April 24, 2019
George Moore
The following is an excerpted book review originally published in The Cipher Brief.
BOOK REVIEW
Bytes, Bombs, and Spies:
The Strategic Dimensions of Offensive Cyber Operations
Edited by Herbert Lin and Amy Zegart
Brookings Institution Press
This collection published by the Brookings Institution Press is a very readable collection of papers which resulted from a workshop at Stanford’s Hoover Institution that was held in 2016.
With the rapid changes in virtually all aspects of the cyber domain, one might think that with this starting point, approaching three years old, the collection would be dated.
However, that is not the case at all. Bytes, Bombs, and Spies is current and up-to-date, with the 2016 workshop only representing a starting point as one of the first unclassified meetings of experts to consider the subject matter.
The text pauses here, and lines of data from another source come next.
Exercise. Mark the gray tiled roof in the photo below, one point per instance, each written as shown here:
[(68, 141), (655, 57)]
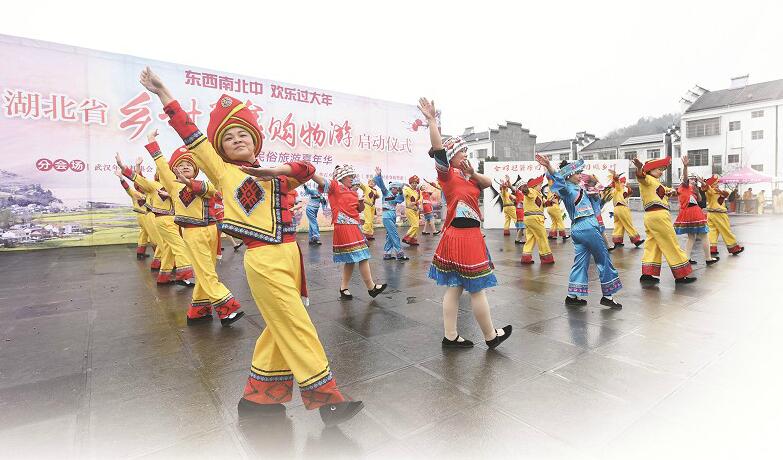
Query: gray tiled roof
[(649, 139), (603, 144), (553, 145), (757, 92)]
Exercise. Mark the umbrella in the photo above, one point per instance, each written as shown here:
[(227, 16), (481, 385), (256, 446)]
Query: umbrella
[(745, 175)]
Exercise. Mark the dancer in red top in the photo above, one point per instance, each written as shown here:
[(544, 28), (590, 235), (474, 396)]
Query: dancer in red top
[(691, 220), (348, 241), (461, 260)]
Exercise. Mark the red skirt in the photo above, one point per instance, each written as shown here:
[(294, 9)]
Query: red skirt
[(691, 220), (462, 259), (349, 244)]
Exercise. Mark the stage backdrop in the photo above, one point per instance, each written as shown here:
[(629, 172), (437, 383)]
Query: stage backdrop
[(66, 111), (521, 171)]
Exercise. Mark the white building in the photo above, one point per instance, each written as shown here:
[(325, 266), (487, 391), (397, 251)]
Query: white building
[(736, 127)]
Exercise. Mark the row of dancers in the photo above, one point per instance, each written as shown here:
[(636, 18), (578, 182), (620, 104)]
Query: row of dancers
[(253, 203)]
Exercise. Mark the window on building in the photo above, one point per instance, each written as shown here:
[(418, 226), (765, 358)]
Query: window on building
[(717, 164), (702, 128), (699, 157)]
The collection represents current thinking at the unclassified level. Moreover, in contrast to many collections representing the output of meetings, workshops, etc., this is a well-written, well edited, and very readable work. In the reviewer’s experience many collections, even from the best of conferences, workshops etc. are of uneven quality, with some decent chapters, some merely adequate chapters, and unfortunately many chapters that are either badly written or so narrowly focused as to be unreadable. Bytes, Bombs, and Spies is a refreshing deviation from what may be a norm. It’s 16 chapters are uniformly well written and topical.